Without the benefit of a controlled “lab” environment, it is very important that you know what you are testing with each test adn the limitations of the environment you will be testing in. Be very precise with these tests and have a clear set of goals, specify your methodology and target audience, and have a strategy to measure your results.
- Start with unrelated questions. It’s Important to start by making the user feel comfortable by providing some background and discussing various subjects with them, such as their hobbies and interests.
- Let the user know what’s going to happen before you do it. For example, “I’m going to show the homepage.”
- Encourage the user to explore and explain their experience.
- Be very careful not to lead the subjects. Ask open questions and LISTEN!

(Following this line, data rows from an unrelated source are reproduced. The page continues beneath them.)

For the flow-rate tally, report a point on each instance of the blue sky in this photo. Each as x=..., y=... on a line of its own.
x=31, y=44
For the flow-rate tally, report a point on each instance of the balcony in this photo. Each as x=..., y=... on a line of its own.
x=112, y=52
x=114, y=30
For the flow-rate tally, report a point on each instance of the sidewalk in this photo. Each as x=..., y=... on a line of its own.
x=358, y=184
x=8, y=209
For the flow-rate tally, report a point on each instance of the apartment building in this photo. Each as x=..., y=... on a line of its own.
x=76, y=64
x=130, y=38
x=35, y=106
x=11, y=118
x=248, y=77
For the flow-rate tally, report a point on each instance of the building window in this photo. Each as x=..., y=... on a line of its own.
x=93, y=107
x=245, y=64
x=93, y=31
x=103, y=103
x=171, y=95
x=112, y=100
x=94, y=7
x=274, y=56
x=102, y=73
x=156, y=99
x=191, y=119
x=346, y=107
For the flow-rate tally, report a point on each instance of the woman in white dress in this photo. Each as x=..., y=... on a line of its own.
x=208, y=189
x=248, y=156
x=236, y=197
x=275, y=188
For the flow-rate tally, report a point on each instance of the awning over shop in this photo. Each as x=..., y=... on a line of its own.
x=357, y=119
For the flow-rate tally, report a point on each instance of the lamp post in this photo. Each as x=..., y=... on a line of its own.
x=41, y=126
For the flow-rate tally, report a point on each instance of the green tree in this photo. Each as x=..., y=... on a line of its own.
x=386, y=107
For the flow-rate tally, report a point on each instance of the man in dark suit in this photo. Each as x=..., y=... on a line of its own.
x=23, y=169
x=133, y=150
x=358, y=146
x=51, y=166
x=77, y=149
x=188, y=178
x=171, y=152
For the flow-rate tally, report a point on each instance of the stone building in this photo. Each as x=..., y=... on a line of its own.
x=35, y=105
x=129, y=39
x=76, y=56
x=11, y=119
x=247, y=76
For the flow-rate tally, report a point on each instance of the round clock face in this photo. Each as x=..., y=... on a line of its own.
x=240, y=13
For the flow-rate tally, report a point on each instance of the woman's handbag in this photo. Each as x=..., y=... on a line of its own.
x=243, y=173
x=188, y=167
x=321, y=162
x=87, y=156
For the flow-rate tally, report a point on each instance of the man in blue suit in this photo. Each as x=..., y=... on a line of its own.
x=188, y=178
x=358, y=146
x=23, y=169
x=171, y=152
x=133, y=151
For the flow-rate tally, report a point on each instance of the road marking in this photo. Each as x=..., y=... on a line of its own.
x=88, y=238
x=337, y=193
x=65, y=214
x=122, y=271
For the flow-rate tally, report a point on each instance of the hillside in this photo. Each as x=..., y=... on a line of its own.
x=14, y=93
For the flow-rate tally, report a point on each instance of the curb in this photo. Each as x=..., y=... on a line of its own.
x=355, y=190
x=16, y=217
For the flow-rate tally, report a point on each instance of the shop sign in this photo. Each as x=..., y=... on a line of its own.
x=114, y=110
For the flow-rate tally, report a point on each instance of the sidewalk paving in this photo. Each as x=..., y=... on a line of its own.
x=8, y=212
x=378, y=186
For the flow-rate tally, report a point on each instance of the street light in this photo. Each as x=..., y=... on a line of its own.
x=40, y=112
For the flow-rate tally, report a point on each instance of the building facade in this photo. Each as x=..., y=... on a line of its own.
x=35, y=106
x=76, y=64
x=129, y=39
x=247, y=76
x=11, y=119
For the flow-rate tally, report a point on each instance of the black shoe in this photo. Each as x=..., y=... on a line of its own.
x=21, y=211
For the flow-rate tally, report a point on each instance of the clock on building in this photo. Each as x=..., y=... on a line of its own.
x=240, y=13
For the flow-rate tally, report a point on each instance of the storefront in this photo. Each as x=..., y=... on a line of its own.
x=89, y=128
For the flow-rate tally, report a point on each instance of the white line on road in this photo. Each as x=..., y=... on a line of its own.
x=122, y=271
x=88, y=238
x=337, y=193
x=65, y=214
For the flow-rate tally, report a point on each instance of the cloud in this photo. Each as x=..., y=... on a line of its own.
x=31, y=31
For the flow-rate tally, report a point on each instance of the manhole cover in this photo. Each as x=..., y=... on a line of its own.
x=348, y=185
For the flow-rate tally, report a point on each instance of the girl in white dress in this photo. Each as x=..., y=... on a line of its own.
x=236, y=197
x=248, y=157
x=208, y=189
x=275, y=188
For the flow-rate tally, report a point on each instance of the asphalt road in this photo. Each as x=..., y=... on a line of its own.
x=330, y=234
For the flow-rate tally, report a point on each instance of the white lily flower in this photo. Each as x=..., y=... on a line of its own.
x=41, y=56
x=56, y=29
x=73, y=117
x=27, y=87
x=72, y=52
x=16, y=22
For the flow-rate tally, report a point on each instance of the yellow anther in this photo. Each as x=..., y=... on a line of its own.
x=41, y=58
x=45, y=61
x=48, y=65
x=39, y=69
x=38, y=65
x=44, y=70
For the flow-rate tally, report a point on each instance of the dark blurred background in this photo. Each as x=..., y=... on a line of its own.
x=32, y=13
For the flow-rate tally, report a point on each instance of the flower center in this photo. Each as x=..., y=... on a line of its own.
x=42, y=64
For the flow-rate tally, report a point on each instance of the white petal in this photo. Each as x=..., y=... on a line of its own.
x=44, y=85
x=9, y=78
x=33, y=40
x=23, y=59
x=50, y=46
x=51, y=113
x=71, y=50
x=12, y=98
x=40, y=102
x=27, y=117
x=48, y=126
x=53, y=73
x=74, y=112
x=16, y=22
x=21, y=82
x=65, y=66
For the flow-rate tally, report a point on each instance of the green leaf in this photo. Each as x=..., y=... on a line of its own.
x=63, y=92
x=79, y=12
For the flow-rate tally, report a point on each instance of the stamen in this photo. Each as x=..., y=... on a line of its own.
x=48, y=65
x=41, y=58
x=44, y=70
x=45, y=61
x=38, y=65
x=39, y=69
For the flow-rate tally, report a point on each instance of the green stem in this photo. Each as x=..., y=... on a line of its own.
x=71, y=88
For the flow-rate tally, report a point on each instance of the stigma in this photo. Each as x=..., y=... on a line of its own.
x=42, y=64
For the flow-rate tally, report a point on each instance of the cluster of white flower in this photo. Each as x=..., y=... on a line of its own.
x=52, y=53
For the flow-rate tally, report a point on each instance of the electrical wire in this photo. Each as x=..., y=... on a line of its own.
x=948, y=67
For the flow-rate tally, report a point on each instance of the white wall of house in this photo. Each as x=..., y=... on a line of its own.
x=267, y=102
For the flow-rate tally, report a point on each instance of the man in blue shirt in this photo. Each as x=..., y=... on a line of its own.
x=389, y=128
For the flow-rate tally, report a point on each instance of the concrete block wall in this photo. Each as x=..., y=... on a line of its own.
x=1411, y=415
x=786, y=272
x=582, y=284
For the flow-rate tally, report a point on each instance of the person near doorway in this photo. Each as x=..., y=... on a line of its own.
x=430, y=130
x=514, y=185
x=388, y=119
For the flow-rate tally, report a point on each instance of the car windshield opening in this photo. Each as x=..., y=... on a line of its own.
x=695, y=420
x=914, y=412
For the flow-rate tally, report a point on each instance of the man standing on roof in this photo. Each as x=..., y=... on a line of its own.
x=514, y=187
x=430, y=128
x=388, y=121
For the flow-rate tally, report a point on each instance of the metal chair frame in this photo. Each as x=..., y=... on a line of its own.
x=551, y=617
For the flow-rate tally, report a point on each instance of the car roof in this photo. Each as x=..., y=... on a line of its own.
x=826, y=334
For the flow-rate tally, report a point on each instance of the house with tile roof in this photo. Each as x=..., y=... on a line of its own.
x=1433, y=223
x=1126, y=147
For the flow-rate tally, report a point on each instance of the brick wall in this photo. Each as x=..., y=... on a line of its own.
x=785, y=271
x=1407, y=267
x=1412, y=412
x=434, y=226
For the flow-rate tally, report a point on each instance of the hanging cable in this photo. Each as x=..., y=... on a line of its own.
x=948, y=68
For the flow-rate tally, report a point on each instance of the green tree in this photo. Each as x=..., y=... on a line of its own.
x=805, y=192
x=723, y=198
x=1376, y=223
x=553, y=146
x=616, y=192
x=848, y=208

- Make it clear to the test subject that there are no wrong answers.
- Avoid ‘We’, ‘Test’ or ‘Survey’ at all costs. People don’t like to feel that they are being tested or are conducting surveys. They also don’t like the suggestion that you are not alone in conducting the test.
- Do use the words: ‘I’, ‘Help’ and ‘Opinion’. People LOVE to help and offer up their opions.
- A gift card can help sway the user your way if they are undecided about helping or offering an opinion.
- Try not to take notes during the test.
Starbucks is a great place to carry out the tests as their customer base often lends itself to a web savvy crowd and corporate types alike.